# Example using SpeciesDownloader

In [6]:
# To run this notebook:
# 1) install python3, git
# 2) run 
#    a) Windows: cmd
#    b) MacOS/Linux: terminal
# 3) git clone
# 4) cd species_img_downloader
# 5)
#    a)Windows: python -m venv venv
#    b)MacOS/Linux: python3 -m venv venv
# 6) pip install -r requirements.txt
# 7) jupyter notebook

### In example, we want prepare dataset for training bird species classifier that will be used in cameras in Saint-Petersburg, Russia. So we need:
* Prepare a list of names of bird species that live in St.

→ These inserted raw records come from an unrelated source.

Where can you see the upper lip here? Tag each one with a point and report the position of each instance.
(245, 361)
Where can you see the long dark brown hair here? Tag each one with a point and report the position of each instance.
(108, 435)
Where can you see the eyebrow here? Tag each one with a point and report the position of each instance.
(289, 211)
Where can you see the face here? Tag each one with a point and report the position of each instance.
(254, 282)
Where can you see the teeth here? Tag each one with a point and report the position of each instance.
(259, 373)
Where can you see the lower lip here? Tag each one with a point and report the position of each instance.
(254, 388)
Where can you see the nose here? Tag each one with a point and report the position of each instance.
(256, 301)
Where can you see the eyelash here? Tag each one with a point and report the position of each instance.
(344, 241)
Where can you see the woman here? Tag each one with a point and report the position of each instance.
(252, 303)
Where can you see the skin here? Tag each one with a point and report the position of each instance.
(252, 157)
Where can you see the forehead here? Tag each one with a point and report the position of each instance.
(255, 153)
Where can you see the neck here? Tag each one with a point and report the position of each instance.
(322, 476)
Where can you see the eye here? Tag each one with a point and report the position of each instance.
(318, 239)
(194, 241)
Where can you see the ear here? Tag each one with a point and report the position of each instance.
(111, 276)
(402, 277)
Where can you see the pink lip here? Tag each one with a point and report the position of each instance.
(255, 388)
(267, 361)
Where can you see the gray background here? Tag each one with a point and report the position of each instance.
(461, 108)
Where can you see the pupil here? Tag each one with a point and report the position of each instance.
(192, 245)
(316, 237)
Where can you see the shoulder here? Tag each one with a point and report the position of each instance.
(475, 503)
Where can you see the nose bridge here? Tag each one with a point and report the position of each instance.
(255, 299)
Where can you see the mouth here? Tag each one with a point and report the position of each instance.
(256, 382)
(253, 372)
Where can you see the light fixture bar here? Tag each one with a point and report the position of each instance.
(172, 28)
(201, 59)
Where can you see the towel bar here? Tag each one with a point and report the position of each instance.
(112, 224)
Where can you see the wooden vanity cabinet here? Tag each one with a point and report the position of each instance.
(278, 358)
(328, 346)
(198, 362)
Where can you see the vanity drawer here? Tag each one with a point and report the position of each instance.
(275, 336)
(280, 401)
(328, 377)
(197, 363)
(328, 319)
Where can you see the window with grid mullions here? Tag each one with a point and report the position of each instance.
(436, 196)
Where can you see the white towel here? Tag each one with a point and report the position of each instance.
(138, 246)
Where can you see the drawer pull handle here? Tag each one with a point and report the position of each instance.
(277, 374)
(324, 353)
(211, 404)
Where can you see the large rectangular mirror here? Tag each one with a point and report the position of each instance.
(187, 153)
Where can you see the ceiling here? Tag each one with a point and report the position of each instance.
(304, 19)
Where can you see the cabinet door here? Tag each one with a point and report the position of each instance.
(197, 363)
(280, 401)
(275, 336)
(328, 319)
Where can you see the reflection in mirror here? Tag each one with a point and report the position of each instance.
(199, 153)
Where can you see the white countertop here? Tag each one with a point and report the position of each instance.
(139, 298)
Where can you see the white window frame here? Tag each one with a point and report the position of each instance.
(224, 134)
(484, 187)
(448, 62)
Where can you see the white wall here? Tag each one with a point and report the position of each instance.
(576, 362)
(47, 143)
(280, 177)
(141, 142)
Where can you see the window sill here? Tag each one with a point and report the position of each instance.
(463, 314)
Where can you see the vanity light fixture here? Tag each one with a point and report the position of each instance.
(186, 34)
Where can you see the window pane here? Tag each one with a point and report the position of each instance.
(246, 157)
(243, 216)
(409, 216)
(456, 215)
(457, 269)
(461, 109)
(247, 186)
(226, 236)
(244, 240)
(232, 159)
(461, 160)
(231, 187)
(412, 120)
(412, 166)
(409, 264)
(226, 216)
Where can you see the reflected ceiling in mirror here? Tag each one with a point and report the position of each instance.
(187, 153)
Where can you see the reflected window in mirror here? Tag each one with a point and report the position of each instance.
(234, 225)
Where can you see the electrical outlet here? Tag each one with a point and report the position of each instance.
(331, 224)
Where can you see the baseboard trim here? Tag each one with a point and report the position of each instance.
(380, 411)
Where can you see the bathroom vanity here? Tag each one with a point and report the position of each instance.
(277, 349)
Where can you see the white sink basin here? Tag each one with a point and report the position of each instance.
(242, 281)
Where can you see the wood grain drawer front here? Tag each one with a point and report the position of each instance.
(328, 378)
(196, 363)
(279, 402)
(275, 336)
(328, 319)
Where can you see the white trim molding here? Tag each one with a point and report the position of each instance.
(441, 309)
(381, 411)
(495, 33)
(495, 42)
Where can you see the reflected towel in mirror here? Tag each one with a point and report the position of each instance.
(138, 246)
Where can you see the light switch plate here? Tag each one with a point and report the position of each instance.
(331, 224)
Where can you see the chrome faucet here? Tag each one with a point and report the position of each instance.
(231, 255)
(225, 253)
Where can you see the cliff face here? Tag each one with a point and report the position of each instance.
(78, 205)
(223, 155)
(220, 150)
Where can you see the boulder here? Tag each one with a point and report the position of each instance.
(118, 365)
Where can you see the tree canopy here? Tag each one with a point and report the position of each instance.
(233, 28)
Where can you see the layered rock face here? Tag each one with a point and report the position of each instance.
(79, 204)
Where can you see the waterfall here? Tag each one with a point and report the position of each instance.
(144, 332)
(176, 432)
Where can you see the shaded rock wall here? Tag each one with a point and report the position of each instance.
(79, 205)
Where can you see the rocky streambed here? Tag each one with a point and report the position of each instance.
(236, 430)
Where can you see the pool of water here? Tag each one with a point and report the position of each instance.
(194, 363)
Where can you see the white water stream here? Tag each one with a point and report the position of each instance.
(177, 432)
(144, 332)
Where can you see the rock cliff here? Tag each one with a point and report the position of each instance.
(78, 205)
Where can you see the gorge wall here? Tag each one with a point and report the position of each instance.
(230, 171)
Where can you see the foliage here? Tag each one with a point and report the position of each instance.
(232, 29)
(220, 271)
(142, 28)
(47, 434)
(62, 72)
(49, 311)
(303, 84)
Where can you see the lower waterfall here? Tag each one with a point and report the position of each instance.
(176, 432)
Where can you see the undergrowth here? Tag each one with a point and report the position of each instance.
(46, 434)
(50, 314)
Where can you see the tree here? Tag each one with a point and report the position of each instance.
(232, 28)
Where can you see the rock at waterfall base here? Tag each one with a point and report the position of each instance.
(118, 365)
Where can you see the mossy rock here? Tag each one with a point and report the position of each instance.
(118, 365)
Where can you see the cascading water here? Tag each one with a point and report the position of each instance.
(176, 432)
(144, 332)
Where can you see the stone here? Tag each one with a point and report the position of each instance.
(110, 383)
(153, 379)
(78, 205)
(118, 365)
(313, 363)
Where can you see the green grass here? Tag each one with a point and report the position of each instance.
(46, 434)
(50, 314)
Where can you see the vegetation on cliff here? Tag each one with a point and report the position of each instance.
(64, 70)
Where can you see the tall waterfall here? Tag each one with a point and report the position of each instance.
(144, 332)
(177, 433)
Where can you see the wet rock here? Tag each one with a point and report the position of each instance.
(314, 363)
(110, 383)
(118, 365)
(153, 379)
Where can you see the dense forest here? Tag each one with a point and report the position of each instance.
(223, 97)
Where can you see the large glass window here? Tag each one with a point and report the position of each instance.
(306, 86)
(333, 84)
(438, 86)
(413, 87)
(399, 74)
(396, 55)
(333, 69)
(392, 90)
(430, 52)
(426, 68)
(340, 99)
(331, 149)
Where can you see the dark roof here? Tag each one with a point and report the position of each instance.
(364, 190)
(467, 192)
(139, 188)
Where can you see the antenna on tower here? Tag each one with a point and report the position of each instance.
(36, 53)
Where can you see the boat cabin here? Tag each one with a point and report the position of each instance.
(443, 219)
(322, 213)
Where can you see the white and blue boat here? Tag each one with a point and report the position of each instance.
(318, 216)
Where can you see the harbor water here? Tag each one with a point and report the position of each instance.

Petersburg.
* Сollect enough bird photos for each species. 

### Prepare species list.

It will be diffucult to collect all species in Saint-Petersburg manually, so we wll scrap list from avibase.bsc-eoc.org

In [1]:
from bs4 import BeautifulSoup
import requests

req = requests.get('https://avibase.bsc-eoc.org/checklist.jsp?region=RUnwsp&list=howardmoore')
soup = BeautifulSoup(req.content, 'html.parser')
species_list = []
for row in soup.findAll('i'):
    text = row.text
    if text:
        species_list.append(text)

In [5]:
print(f'Total species: {len(species_list)}')
print(f'First 10: {species_list[:10]}')

Total species: 257
First 10: ['Oxyura leucocephala', 'Cygnus olor', 'Cygnus columbianus', 'Cygnus cygnus', 'Branta bernicla', 'Branta leucopsis', 'Branta canadensis', 'Anser anser', 'Anser fabalis', 'Anser albifrons']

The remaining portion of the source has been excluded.